Try run the above code in a simple Julia REPL. Or try the following in Jupyter:

``````using Gnuplot

x = randn(1000);
y = randn(1000);

# Overall plot margins (normalized in the range 0:1)
margins = (l=0.08, r=0.98, b=0.13, t=0.98)

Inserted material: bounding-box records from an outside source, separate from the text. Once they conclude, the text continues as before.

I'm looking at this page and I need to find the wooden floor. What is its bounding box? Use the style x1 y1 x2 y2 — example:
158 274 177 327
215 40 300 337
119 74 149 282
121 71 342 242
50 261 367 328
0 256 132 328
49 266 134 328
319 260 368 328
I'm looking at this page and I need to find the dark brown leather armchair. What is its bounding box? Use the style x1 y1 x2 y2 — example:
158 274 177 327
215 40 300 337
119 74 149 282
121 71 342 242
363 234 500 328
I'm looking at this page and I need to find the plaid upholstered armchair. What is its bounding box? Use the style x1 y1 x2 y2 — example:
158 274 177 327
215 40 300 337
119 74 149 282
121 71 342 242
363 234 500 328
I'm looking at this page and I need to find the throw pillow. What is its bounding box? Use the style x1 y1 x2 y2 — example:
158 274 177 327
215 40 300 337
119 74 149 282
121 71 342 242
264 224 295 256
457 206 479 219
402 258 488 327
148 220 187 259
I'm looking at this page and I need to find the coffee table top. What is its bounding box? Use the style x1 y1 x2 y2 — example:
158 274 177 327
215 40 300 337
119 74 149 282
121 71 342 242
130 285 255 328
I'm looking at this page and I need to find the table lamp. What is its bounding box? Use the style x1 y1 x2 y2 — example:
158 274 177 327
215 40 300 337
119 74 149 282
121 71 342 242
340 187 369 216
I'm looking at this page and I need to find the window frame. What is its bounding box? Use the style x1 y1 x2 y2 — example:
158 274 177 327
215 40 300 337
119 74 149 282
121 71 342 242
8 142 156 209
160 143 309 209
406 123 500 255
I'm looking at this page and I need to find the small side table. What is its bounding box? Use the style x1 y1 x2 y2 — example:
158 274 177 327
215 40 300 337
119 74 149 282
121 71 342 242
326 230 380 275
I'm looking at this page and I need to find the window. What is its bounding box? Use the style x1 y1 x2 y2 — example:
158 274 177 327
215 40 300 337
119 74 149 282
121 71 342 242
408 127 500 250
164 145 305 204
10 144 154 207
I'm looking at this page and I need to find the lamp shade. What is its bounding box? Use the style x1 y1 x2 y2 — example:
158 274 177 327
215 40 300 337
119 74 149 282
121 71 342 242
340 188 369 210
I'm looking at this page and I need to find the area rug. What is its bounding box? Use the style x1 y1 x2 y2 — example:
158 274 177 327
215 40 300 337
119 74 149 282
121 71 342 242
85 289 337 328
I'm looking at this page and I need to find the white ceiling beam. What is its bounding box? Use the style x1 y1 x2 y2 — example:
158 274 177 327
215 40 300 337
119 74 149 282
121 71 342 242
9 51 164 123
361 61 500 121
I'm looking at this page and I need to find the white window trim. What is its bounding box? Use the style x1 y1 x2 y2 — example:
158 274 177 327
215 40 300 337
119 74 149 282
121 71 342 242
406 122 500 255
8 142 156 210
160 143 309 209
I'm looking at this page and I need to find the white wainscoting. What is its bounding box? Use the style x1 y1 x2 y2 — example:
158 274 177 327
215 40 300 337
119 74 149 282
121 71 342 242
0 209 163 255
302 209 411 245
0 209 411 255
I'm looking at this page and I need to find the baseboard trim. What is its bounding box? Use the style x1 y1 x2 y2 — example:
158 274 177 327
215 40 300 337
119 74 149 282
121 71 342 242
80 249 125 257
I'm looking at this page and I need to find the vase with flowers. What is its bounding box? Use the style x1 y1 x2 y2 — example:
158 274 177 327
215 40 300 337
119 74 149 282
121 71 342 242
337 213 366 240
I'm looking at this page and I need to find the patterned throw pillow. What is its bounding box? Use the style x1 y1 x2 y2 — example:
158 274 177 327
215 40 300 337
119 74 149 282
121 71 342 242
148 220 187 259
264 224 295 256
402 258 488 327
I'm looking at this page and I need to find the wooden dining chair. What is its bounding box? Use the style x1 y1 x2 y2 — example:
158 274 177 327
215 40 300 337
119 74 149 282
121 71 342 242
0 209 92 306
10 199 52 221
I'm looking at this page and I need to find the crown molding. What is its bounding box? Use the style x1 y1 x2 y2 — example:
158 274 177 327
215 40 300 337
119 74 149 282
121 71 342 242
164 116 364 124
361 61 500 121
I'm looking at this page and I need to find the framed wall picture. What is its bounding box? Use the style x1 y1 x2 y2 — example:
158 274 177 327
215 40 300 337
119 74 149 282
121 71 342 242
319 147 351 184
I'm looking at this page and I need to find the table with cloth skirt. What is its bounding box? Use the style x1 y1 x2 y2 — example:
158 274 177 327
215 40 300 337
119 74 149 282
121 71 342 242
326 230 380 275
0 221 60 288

# Right and top margins of main plot
right, top = 0.8, 0.75

# Gap between main plot and histograms
gap  = 0.015

# Axis range
xr = [-3,3]
yr = [-3,3]

# Main plot
@gp "set multiplot"
@gp :- 1 ma=margins rma=right tma=top xr=xr yr=yr :-
@gp :-   x y "w p notit" xlab="X" ylab="Y"

# Histogram on X
h = hist(x, nbins=10)
@gp :- 2 ma=margins bma=top+gap rma=right xr=xr yr=[NaN,NaN] :-
@gp :-   "set xtics format ''" "set ytics format ''"  xlab="" ylab="" :-
bs = fill(h.binsize, length(h.bins));
@gp :-   h.bins h.counts./2 bs./2 h.counts./2 "w boxxy notit fs solid 0.4" :-

# Histogram on Y
h = hist(y, nbins=10)
@gp :- 3 ma=margins lma=right+gap tma=top xr=[NaN,NaN] yr=yr :-
@gp :-     "unset xrange" :-
bs = fill(h.binsize, length(h.bins));
@gp :-   h.counts./2 h.bins h.counts./2 bs./2 "w boxxy notit fs solid 0.4" :-
@gp
``````

Concerning your second question: you have complete flexibility for the horizontal histogram on the top (see `set style histogram` in the gnuplot manual), while for the vertical histogram on the right you need to calculate the bounding coordinates of each histogram "bar, and use the color/filling properties of the `boxxyerror` style.

Tried the original code in REPL, still error -> `ERROR: LoadError: type NamedTuple has no field TERM_XMIN Stacktrace: [1] getproperty at .\Base.jl:33 [inlined]`

Run the new code above in REPL, it works.